We did not stop moving until well after the sun had set.
* * * *
The six of us manipulated ourselves into our human forms before gathering in a circle and settling down for the night. Beth and Alec were concerned for the older women, and they asked each in turn how they were holding up with the pace.
“We are doing fine, Luna.” Elga winked at her and said, “Do not worry.”
Everyone laughed but Armand and me. I confessed I did not get the joke. Alec grinned as he explained. “Beth cannot help herself, Grane. She is predisposed to worrying. It is her Luna shining through her.” He rested his long hand on her thigh and turned his smile to his mate. She returned it with a mock sneer, and I smiled in spite of myself. Their affection for one another was infectious, and I looked at Armand to see even he could not resist them. He wore a friendly grin and his muscles were relaxed. It warmed my heart to see him getting comfortable with Beth.
But my warming heart threatened to split. I excused myself and walked into the woods away from well-meaning eyes.
I had nearly destroyed such affection! I gripped a birch tree and pressed my forehead to its trunk. My immersion into this pack was not going to be easy for me. I would have been better off had I stayed and taken my beating until my death. My spine stiffened against the thought. It was not my way. I knew when I accepted Luna’s protection what it would entail, and I would endure it for everyone’s sake.
Beth. As if by reflex, I turned and dropped to my knees.
“Please stand up, wolf-man.”
I obeyed her and rose to my feet, but kept my face lowered. She had witnessed me in my private moment. “Luna,” I croaked, my voice betraying me. I inhaled before I spoke again. “I just needed...”
She stepped close to wrap her arms around me, and placed her hand on the back of my head. I laid my face into her shoulder, the same one Meron nearly tore apart, and my knees buckled. I fell upon the ground before her and clasped my own arms around her strong legs as if I were drowning. My heart was a tumult of my disgust, my regret, my grief. My body seared and I tumbled into wolf. I swung away from her and dodged deeper into the trees, and ran until my anguish could not catch me.
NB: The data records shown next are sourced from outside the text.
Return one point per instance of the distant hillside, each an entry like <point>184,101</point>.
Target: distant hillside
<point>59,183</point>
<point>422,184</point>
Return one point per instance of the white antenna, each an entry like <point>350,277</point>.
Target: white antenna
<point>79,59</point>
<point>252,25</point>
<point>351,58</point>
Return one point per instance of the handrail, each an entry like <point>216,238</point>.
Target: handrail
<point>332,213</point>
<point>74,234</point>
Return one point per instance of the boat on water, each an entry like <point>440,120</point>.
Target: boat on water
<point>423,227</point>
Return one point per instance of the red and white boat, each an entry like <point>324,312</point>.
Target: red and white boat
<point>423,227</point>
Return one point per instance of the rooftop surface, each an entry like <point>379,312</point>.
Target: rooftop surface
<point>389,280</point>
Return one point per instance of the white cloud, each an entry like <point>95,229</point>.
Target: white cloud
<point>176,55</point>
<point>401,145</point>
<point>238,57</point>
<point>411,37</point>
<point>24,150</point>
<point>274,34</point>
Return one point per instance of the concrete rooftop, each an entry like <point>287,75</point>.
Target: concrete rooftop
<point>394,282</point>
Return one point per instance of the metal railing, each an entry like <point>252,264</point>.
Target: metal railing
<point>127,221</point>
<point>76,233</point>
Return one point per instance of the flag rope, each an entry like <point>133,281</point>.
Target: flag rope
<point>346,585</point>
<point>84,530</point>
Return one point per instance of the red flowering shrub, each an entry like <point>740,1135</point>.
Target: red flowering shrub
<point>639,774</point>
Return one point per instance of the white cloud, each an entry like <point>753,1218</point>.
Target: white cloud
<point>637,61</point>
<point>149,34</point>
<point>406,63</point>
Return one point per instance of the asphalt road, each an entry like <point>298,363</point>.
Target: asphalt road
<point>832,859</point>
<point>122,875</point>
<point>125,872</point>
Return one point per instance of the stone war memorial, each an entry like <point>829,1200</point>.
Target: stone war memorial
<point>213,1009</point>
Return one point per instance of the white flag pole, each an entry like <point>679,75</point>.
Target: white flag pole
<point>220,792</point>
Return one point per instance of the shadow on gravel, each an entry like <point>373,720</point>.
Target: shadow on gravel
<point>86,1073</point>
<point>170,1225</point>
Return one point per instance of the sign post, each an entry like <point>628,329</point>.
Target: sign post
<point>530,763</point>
No, no, no. I had already grieved. I had slain fellow wolves in the name of my despair and I would not resurrect it. I stopped long enough to release the pressure of my distress with a short howl. No! I would not let her work her healing hands into my heart to unearth what I fought so hard to shroud. She understood too much already.
I lowered my nose to the ground and sped off through the woods. I hunted with grim determination, presenting each successful kill to the little pack before I retreated back into the forest, where I fled from my heart and my thoughts, and killed anything edible in my path.
I finally tired enough to get myself under control and returned in silence to the group, without a meal this time. I circled a few times before I settled down into a tight ball and then cast my glance toward my pack leaders. Luna was laying on her side with the brown wolf behind her knees. I peered at her face and her blue-green eyes opened onto mine. My heart flipped, and I shut my own eyes against her knowing stare, then burrowed my face into my tail to make myself as small as possible.
Who was captor now? And yet, I did not sleep, but kept my senses peeled for any outside threat that would bring harm into this close circle.